Modoc, Shasta, Takelma, Latgawa, and Umpqua Indian tribes are all native to the region of present Jackson County. In the early 1850s, both the Klickitats from the north and the Deschutes from the south raided and settled the area.
The Territorial Legislature created Jackson County on January 12, 1852, from the southwestern portion of Lane County and the unorganized area south of Douglas and Umpqua Counties. It included lands which now lie in Coos, Curry, Josephine, Klamath and Lake Counties. Gold discoveries in the Illinois River valley and the Rogue River valley near Jacksonville in 1852, and the completion of a wagon road connecting the county with California to the south and Douglas County to the north led to an influx of non-native settlers.
Conflict between the miners and Native Americans led to war in 1853, which continued intermittently until the final defeat of the last band under chiefs John and George by a combined force of regular army and civilians May 29, 1856 at Big Bend on the Illinois River. The Native Americans had received the worse of the fighting throughout this conflict, and as they began to surrender, they were herded to existing reservations, beginning in January, 1856 when one group was marched to the Grand Ronde Indian Reservation west of Salem. Over the following months, other groups were forced to leave until by May, 1857 almost all of the Shasta, Takelma, and Latgawas tribes had been relocated to the Siletz Reservation, where they remained.

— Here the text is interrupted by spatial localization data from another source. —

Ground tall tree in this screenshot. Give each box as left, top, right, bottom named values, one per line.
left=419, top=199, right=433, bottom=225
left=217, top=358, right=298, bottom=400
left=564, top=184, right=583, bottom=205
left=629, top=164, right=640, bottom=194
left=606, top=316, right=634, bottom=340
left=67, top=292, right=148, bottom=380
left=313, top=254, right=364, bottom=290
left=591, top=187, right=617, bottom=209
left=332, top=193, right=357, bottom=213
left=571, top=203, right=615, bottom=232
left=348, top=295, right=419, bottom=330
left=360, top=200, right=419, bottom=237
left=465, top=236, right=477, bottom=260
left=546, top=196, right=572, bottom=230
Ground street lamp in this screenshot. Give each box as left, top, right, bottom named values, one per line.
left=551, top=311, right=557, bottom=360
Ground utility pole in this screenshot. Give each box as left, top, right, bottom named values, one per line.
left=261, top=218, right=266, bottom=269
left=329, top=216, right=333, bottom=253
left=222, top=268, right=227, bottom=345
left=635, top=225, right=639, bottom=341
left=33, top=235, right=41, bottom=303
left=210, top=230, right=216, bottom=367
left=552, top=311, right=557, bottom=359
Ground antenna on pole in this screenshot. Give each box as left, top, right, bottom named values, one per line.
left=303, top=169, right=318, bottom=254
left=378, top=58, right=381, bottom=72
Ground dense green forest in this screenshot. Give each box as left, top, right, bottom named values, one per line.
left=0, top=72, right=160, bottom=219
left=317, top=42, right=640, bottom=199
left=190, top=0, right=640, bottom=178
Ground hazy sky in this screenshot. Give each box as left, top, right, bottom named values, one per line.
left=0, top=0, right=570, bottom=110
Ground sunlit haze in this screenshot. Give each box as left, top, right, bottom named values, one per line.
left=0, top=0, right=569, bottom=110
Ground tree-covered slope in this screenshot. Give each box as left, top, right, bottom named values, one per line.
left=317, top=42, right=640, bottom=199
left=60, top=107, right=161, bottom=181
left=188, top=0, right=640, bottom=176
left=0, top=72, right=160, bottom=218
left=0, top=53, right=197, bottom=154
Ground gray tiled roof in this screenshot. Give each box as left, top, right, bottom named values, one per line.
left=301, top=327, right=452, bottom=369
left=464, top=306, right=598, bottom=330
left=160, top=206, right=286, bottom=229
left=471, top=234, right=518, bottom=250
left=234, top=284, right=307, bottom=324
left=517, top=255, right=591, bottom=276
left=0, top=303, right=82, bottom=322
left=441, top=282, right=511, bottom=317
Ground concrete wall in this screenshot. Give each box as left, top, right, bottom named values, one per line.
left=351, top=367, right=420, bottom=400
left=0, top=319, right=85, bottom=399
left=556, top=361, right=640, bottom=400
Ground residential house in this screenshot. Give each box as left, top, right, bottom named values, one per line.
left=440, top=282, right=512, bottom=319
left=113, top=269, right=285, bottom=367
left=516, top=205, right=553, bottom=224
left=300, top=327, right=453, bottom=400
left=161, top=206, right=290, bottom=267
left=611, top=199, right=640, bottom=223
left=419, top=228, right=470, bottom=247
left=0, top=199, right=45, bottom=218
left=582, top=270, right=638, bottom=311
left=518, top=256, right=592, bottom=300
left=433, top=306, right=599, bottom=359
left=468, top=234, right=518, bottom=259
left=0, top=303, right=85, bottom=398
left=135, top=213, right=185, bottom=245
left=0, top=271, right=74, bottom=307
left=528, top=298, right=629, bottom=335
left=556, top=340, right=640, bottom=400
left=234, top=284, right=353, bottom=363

Jacksonville was designated as the first county seat in 1853. However, Jacksonville declined due to diminishing returns in the local goldfields and the construction in the 1880s of the Oregon and California Railroad. This railroad bypassed Jacksonville and instead went through Medford, located five miles (8 km) east of Jacksonville. Medford's prospects improved because of the location of the railroad and the accompanying commerce and development as Jacksonville continued its steady decline. Jacksonville fended off suggestions to move the county seat until 1927 when Medford was finally selected as the county seat.
In March 2004, Jackson County became the first of an eventual 35 counties in Oregon to implement a voluntary plan of fireproofing homes situated on properties zoned as part of the forestland-urban interface. This requires homeowners to maintain a 30' or greater firebreak around their structures, and affects 12,000 homeowners. In 2007 this plan becomes mandatory for many landowners, under threat of liability if their property is involved in a fire.
On May 15, 2007, residents voted not to reopen the county's 15 libraries, which had been closed since April 6 due to a shortage of funds. This was the largest library closure in the history of the United States. The libraries were reopened, with reduced hours, on October 24, 2007.